Morgan Stanley downgraded Intesa SanPaolo to an "equal-weight" recommendation from "overweight" and lowered its price objective to €6.60 from €6.80, citing a restrained growth outlook and an absence of obvious short-term catalysts.

Intesa SanPaolo shares closed at €5.81 on May 8, leaving roughly 13.5% of upside to Morgan Stanley's revised target. The bank's scenario analysis includes a bull case valued at €7.60 and a bear case at €5.10.


Analyst rationale

Analyst Noemi Peruch said the firm does not view ISP as trading on demanding multiples but considers the stock burdened by limited growth and a lack of forthcoming catalysts that are likely to weigh on performance.
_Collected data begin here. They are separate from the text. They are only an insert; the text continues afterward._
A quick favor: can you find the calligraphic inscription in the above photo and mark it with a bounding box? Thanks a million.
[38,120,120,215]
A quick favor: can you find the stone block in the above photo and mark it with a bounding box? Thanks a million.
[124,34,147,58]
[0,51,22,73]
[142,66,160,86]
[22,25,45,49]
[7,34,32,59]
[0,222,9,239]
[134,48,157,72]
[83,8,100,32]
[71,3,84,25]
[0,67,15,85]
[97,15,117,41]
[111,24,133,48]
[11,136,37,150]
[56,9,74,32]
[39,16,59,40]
On the earnings front, Morgan Stanley slightly increased its 2026 EPS forecast to €0.56 and its 2027 EPS forecast to €0.63, each up by about 1%, attributing the revisions mainly to higher trading revenues and, to a lesser extent, increased net interest income. By contrast, the brokerage trimmed its adjusted 2028 EPS estimate by approximately 1% to €0.68, citing the impact of higher AT1 coupon costs.
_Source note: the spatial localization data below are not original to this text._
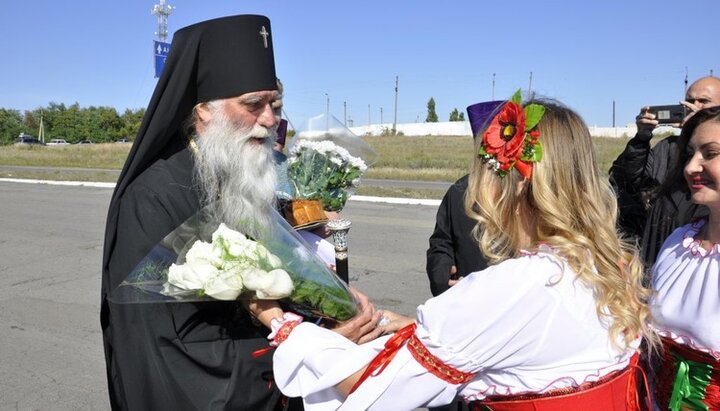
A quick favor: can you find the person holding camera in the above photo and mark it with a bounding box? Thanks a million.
[609,76,720,269]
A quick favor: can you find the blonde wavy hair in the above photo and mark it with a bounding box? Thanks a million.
[465,98,657,350]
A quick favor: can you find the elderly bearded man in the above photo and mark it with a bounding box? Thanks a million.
[101,15,382,411]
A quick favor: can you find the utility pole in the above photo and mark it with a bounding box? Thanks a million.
[343,101,347,126]
[38,113,45,143]
[612,100,617,138]
[492,73,496,100]
[393,76,399,132]
[685,67,689,97]
[380,107,384,125]
[368,104,371,126]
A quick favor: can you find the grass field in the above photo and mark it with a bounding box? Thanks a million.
[0,135,640,198]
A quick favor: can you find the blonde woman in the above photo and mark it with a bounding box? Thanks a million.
[252,93,657,410]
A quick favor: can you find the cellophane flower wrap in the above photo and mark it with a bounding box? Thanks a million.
[287,113,378,211]
[109,204,359,321]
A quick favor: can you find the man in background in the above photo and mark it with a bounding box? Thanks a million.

Macro and rate assumptions

The firm's interest-rate path assumptions include a 25 basis-point hike in June 2026, another 25 basis-point increase in September 2026, followed by rate reductions in June and September 2027 that bring rates to 2%.
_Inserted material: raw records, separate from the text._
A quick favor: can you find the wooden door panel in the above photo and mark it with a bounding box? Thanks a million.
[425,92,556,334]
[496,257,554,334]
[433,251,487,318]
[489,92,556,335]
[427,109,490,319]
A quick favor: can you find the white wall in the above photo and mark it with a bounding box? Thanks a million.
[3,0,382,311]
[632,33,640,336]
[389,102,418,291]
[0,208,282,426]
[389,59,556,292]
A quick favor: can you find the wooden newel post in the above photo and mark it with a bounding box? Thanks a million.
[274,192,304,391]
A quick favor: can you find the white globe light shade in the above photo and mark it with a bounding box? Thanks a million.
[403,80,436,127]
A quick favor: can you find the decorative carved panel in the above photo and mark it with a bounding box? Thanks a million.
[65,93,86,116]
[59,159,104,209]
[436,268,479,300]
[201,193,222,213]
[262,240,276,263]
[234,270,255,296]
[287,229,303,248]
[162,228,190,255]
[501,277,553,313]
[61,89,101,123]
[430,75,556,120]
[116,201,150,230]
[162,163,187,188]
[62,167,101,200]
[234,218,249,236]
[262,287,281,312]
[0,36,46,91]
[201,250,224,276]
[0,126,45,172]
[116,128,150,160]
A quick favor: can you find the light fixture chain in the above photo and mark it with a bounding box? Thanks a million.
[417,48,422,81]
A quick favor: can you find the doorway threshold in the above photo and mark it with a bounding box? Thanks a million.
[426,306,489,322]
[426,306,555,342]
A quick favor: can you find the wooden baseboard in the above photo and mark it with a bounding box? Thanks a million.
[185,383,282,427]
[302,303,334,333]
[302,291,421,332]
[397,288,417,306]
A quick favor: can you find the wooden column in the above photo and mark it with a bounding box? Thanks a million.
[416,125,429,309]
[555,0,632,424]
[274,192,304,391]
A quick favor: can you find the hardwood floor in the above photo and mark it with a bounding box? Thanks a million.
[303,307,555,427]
Morgan Stanley projects net interest income (NII) at €15.22 billion in 2026, €16.04 billion in 2027 and €16.30 billion in 2028. It also notes that, with the current forward rate curve, the 2028-29 NII target could be higher by around €500 million, which would imply roughly a 1% upgrade to 2029 Visible Alpha consensus.


Revenue and profitability projections

Fee and commission income are forecast at €10.37 billion for 2026, €10.80 billion for 2027 and €11.25 billion for 2028. Operating profit is projected at €17.09 billion for 2026, while the cost-to-income ratio is expected to reach 37% by 2028, consistent with the company’s targets.

Morgan Stanley's net profit estimates sit above Visible Alpha consensus by 1.5% for 2026, 3.4% for 2027 and 2.6% for 2028.


Valuation and shareholder returns

Under Morgan Stanley’s calculations, the stock trades at 10.3 times projected 2026 earnings and 9.2 times projected 2027 earnings. Return on average tangible equity is forecast at 21.5% in 2026, 23.4% in 2027 and 24.2% in 2028.

Dividend yields are anticipated to be 7.6% in 2026, rising to 8.5% in 2027 and 9.1% in 2028. The price target is derived from a sum-of-the-parts/Gordon growth framework that assumes a 12% cost of equity and a 1% long-term growth rate.


Implications

  • The downgrade reflects Morgan Stanley’s view that, absent new catalysts, valuation alone does not justify an overweight stance.
  • Adjusted near-term earnings show modest upward revisions for 2026-27 but a slight reduction for 2028 driven by funding costs tied to AT1 instruments.
  • Projected NII and fee income growth underpin operating profit and dividend expectations across the 2026-2028 timeframe.

These projections and the revised target provide investors with Morgan Stanley's updated framework for assessing Intesa SanPaolo's earnings trajectory, capital returns and sensitivity to interest-rate movements.

Risks

  • Limited growth profile and lack of near-term catalysts that could continue to pressure the stock - impacts banking and financials sectors.
  • Higher AT1 coupon costs, which contributed to a reduction in the 2028 EPS estimate, adding funding-cost risk for profitability projections - impacts bank capital structure and earnings.
  • Interest-rate path uncertainty; Morgan Stanley’s model assumes specific hikes and cuts and notes that changes in the forward curve can materially affect net interest income forecasts - impacts net interest income and broader bank revenue.